Structure your knowledge for retrieval

  • One topic per source. Split a sprawling FAQ into focused sources. Retrieval works better on tight, single-topic chunks than on one giant page.
  • Lead with the answer. Write support content answer-first; the model surfaces the first relevant lines.
  • Remove noise. Navigation, cookie banners, and marketing fluff dilute retrieval. Point the crawler at content pages, not your homepage.
  • Keep it current. Re-crawl when policies change. Stale data is the most common cause of wrong answers.

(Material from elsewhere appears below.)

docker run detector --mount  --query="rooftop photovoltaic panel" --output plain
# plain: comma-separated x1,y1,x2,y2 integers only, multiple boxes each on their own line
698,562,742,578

Pin high-stakes answers with Q&A

Anything involving money, eligibility, or legal commitments should be a Q&A pair, not left to paraphrase. Q&A sources take priority over crawled text, so the exact wording you approve is what customers get.

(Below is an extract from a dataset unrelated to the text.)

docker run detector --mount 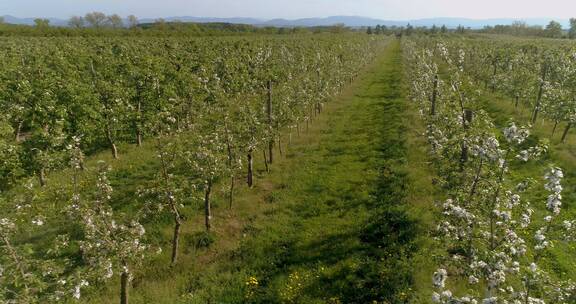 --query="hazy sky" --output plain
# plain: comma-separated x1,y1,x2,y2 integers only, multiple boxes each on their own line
0,0,576,20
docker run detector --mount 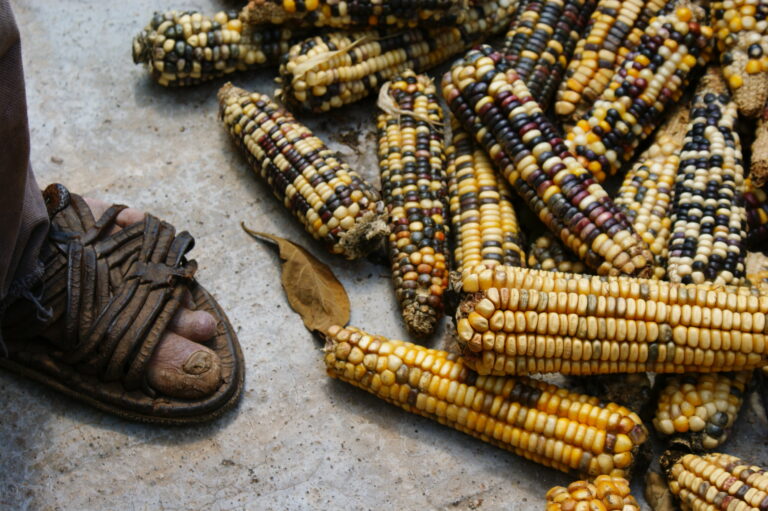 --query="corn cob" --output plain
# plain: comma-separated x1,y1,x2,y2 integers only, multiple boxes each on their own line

Don't let the model improvise policy

A model paraphrasing "30-day returns" can drift into "no-questions-asked refunds." Pin the precise policy as Q&A and the agent quotes it verbatim.

Set clear guardrails in the prompt

Your system prompt should tell the agent what to do when it doesn't know, and what it must never do:

Answer ONLY from the provided knowledge. If something isn't covered,
say you'll connect the customer with the team — never invent policy,
prices, order details, or shipping dates. Keep replies short and friendly.

Choose the right model

Faster, cheaper models handle the bulk of routine questions well. Reserve a larger model for agents that reason over complex policies or long context. See Models & model choice for the trade-offs and per-model credit costs.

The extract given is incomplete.